“非出会い系サイト”被害児童のほとんど、フィルタリングに加入しておらず


 警視庁は28日、SNSなどの“非出会い系サイト”に起因して児童が福祉事犯の被害者となった事件ついて、2010年上半期における調査・分析結果をとりまとめた。

 2010年上半期に検挙した、非出会い系サイトに起因する児童被害の福祉事犯は730件で、被疑者は599人、被害児童は601人。このうち今回は、捜査過程でサイトの利用状況などの事実が判明したものを集計している。

 被害児童が当該サイトへアクセスしていた手段としては、携帯電話が98.2%を占めた。また、フィルタリングには98.5%が加入していなかったこともわかった。

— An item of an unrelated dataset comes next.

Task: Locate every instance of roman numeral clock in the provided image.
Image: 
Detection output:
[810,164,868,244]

 ただし、一般社団法人モバイルコンテンツ審査・運用監視機構(EMA)の認定サイトに起因した事犯が50.3%あることも報告している。EMAが認定したコミュニティサイトは、青少年の利用に配慮した管理・運用が行われているものとしてフィルタリングの対象から外れるため、たとえフィルタリングに加入していたとしても、被害につながったサイトにアクセスできる状況ということになる。

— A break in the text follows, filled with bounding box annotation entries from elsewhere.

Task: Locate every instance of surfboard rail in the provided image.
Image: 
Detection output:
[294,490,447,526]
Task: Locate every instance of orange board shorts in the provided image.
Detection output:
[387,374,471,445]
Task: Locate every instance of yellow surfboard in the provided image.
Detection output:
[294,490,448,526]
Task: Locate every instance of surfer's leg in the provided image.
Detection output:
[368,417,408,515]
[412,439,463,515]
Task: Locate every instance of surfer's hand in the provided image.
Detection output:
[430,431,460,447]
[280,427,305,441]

被害児童のアクセス手段とフィルタリング加入状況(警察庁の発表資料より)

 児童との連絡手段としては、SNSサイトなどで提供されている、わゆるミニメールを被疑者の59.0%が利用。また、連絡手段をミニメールから通常のメールに移行した上で児童を誘い出していたことがうかがえる結果も出た。ミニメールから通常のメールに移行した被疑者が95.5%に上った。通常のメールアドレスの連絡手段としては、ミニメールへの記載が94.6%、掲示板・プロフへの記載が3.7%、リンク先サイトへの記載が1.7%。

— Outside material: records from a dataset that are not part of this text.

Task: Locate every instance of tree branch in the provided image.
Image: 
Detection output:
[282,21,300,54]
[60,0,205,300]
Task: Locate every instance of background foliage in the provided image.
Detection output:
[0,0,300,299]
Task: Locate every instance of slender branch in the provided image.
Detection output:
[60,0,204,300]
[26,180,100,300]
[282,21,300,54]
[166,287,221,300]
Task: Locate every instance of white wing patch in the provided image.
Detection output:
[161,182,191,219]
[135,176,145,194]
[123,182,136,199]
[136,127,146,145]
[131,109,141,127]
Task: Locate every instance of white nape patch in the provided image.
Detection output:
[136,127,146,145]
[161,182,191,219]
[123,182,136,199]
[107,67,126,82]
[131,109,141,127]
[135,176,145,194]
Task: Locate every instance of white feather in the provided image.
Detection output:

 警察庁では、今後の対策として、フィルタリングの普及徹底や、サイト運営者によるミニメールの監視体制の拡充などを挙げている。

被疑者のミニメール利用状況(警察庁の発表資料より)

 警察庁がこれまでに何度か発表したところによると、出会い系サイトに起因する児童被害の事犯が減少する一方で、非出会い系サイトに起因するものが増加しているという。なお、非出会い系サイトとは、SNSを主とするコミュニティサイトとなっており、EMAの認定サイトが半数を占めるとのことだが、あとの半数がどのようなサイトなのかなども含め、今回の調査でも具体的なサイト名は公表されていない。